Havana, July 6 (RHC)-- Thirty years ago, on the initiative of Fidel Castro and Luiz Inácio Lula da Silva, and following the call of the Brazilian Workers' Party -- in an adverse context to the Left in the world and when many believed that socialism was entering a dead-end crisis and gave in to the advances of neoliberalism and the right -- the Meeting of Political Parties and Movements of Latin America and the Caribbean, renamed the São Paulo Forum a year later, was held in São Paulo from July 2 to 4, 1990.
The founding spirit of the Comandante en Jefe advised, on each occasion he had, to create a block of forces and called on them to fight, not to give up in the midst of the greatest difficulties. This took placed at the 1993 session in Havana, when he spoke to the leaders of the Left, to the surviving progressive, popular, revolutionary movements of that time -- and called on them to prepare for the union of Latin America and the Caribbean.
"Let us place, without fear, the fundamental stone of South American, Latin American, Caribbean and world liberation," paraphrased Hugo Chávez to the Liberator Simón Bolívar, at the Forum held in Caracas in 2012. And by virtue of the progress of the progressive forces in the region, he stressed the need to move on to a new stage of concrete actions, in defense of the sovereignty of the peoples.

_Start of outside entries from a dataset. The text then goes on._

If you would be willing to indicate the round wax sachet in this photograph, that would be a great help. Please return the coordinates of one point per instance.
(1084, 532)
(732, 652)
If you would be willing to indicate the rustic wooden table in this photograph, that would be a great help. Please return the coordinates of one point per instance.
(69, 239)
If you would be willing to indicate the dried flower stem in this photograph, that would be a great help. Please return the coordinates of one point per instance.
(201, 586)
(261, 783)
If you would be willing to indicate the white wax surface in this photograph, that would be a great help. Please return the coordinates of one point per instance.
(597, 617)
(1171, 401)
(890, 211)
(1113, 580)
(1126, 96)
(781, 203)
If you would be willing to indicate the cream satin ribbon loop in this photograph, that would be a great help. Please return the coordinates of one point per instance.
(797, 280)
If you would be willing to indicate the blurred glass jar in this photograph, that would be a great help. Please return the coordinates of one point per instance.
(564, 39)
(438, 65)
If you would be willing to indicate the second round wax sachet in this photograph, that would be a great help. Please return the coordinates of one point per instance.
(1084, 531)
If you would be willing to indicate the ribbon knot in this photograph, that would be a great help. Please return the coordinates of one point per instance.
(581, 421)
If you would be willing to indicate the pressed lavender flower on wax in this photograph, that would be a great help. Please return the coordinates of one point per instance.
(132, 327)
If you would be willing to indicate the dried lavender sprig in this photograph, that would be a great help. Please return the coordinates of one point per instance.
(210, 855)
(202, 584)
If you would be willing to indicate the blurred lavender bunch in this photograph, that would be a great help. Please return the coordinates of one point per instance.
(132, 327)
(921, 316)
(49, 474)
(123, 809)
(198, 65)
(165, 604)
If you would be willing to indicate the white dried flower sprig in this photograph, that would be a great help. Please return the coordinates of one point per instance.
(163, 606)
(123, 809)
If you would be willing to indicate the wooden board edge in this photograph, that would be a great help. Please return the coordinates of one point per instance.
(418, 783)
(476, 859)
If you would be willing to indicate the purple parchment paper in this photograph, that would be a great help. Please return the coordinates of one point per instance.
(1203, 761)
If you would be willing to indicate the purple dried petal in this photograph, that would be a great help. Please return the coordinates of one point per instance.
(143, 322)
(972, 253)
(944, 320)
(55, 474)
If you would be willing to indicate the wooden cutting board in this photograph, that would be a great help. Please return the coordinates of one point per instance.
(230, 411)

Then the winds changed, and the airs of neoliberal restoration began to blow hard on the nations, which demanded from the Council of São Paulo a resistance against all odds. It was still a battle front that should not be lost, with Venezuela as the decisive scenario.
In the 24th session, in 2018, President Nicolás Maduro intervened as part of the meeting held in Havana, exalting the role of Fidel and re-qualifies the space of agreement as "a wonderful idea founded by that visionary genius of humanity."
Meanwhile, a year later, in the meeting in the capital of Caracas, the Cuban Head of State Miguel Díaz-Canel, pointed out the main battlefield to which the progressive resistance integrated in the Sao Paulo Forum must go: "When it seems once again that the right wing, in the midst of a restoration offensive, is advancing uncontrollably on the continent, (...) Venezuela is today the first trench in the anti-imperialist struggle."